- Model building: one of the best ways to understand 3D and 4D objets is to make physical models of them. We have seen views of a number of 3D and 4D models, and have looked at slices, projections, and fold-outs of them as well. Several interesting sets of models could be produced from these, including:
- A collection of models of the hypercube that highlight the various parts in one way or another. For example, models using several of the views we have had, together with one of the 8 cubes highlighted to show the connections between the different models. Another possibility would be to make careful models of the various views of the hypercube that we will see next week.
- Similar models of the 4-simplex and its parts would be another possibility.
- We have talked about different views of the triangular-prism-based hyperprism. A collection of models of the different views of this object, or of another one, like the 4-simplex, would be very nice.
- Our "sweeping out" process tells us what a 5-cube would be like, and it would be nice to have a physical model of one, perhaps color coded to show the 10 hypercubes that form it.
- A collection of models showing the slices of a cube as it falls through flatland face first, edge first, and corner first. Similar slicing sequences for some other figures (like the tetrahedron) would also be nice.
- Sure to impress would be a sequence of models of the hypercube being sliced (which we will probably see next week). We will see this from several different "viewpoints" in four dimensions, so there are quite a few possible directions for this project.
- Even more impressive would be to make similar models of the 4-simplex and its slices.
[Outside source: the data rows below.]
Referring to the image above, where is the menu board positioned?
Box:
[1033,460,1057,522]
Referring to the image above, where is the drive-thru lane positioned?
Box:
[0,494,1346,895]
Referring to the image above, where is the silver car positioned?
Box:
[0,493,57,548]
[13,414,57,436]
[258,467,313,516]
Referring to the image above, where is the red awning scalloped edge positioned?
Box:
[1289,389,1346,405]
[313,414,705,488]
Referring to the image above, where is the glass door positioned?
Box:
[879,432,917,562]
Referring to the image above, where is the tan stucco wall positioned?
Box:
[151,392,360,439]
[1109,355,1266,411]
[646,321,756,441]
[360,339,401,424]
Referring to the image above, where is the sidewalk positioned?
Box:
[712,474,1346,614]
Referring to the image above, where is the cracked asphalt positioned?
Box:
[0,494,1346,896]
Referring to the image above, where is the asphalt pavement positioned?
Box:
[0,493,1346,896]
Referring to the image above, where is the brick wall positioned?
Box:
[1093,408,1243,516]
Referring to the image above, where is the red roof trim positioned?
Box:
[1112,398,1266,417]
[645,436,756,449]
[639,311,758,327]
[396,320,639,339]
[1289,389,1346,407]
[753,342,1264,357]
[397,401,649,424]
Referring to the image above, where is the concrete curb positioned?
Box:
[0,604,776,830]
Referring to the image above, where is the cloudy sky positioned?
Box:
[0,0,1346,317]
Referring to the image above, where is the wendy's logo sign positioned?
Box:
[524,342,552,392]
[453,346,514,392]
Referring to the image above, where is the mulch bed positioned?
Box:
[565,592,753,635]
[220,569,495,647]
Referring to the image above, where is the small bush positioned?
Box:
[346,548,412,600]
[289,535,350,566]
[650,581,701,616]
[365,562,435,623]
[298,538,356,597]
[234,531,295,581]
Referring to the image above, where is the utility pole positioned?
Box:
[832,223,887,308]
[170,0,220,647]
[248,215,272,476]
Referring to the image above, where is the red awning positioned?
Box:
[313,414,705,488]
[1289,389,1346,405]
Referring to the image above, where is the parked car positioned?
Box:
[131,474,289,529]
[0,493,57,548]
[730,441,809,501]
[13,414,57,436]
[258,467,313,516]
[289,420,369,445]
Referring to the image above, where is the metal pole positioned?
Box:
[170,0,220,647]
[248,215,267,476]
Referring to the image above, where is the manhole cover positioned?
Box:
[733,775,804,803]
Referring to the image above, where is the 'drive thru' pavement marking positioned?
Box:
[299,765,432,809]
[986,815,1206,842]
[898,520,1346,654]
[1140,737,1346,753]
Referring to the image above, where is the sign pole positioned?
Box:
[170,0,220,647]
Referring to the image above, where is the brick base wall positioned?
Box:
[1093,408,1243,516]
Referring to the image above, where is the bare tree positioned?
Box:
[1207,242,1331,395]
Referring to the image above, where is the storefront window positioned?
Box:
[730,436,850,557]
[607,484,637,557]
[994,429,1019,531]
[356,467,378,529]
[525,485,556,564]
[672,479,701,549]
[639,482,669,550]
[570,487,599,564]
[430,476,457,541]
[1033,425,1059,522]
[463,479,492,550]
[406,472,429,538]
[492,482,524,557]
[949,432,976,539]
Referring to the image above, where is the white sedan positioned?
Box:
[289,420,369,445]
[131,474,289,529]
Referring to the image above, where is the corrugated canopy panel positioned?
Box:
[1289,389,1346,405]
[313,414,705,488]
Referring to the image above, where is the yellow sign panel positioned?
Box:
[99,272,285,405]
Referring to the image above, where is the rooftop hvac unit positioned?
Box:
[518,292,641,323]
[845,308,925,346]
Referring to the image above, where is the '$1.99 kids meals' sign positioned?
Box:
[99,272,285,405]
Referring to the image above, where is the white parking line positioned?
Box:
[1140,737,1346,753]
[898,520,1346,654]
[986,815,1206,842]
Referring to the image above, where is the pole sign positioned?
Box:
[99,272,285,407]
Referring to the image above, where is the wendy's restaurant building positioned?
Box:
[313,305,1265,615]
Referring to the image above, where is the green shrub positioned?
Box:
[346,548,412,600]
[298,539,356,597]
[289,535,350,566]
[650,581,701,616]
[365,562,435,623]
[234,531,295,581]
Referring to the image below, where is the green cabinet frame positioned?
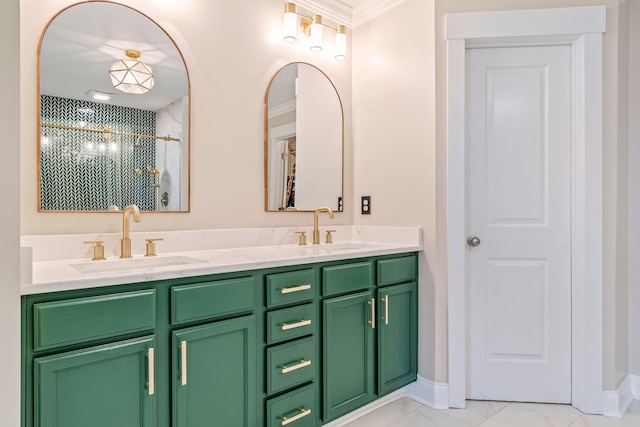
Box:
[322,291,374,422]
[172,316,256,427]
[22,253,418,427]
[33,336,156,427]
[377,282,418,396]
- Models of the an unfolded 4-cube, 4-symplex, or other objects, color coded for gluing instructions, for example, would be a great project. An unfolded 5-cube would be very impressive.
- We have spent a lot of time looking at how to understand 4-dimensional prisms and pyramids. A great project would be to analyze a 4D object we haven't looked at in class, make models of it from different 4-dimensional viewpoints, and identify it parts, and so on.
- Slicing: We've seen that slicing is an important technique for understanding a higher-dimensional object. A careful study of the slices of more complicated objects would be an interesting project. You could try to develop some theories about how the slices can change, and what you can tell about an object from its slices. What kinds of changes can occur from one slice to the next? What are the most complicated slices you can get? What are the corresponding ideas for slices of four-dimensional objects?
- Unfolding: We have seen that unfolding is another important way to investigate higher-dimensional objects. An interesting project would be to look at unfolding a variety of familiar 3D objects, and see what can be said about the original from the unfolded version, and vice versa. What would it be like to unfold a human body, for example? A creative approach to this would be to do a photographic study of unfolding. What can your unfolding of 3D objects tell us about unfolding 4D ones?
- 4D Worlds: One of the questions you have asked is what a 4D person in a 4D world would be like. An ambitious project would be to try to develop something for use in a 4D world, along the lines of what we did for our 2D world. A more literary project would be to write a story about a 4D world. One possibility would be to rewrite "The Monster from Nowhere" from the monster's point of view. Another would be to write a continuation of the story that chronicles Burch's adventures once he has been pulled into the 4D world of the monster.
- 2D Worlds: Some of you may be interested in making more detailed 2D creatures and their environments than we did during the first weeks of class. You could work out carefully their internal body structures, and their machines, and other such items, and then explain them carefully in a written report. Or you could work out the details of "Flatland University". This project should include reading "The Planiverse", by A.K. Dewdney, which treats these issues very carefully in the setting of a story. Someone with a more literary bent might want to write a story about people in such a world and how they interact with each other and their surroundings. One possibility would be to take a well-known story (like a familiar fairy tail) and convert it to a 2D story. What is lost and what can be effectively transfered to one dimension lower?
- 4D Art: The fourth dimension has appeared in painting and sculpture in a significant way in twentieth (and now twenty-first) century art. Several examples appear in Beyond the Third Dimension. It would be interesting to compare the use of the fourth dimension by various artists, and when possible, read some of their writings on the subject. Those with a creative bent might want to try making some of their own dimensional artwork.
- The Shape of Space: When we watched the movie "The Shape of Space", we saw how it could be possible to have a finite, but unbounded, 3D universe. The shape of our own universe is not actually know, but within the last decade, satellites have been launched to collect data to try to determine that shape. An interesting project for someone with a more scientific leaning would be to find out the current status of this research, and what can be said about the shape of our universe.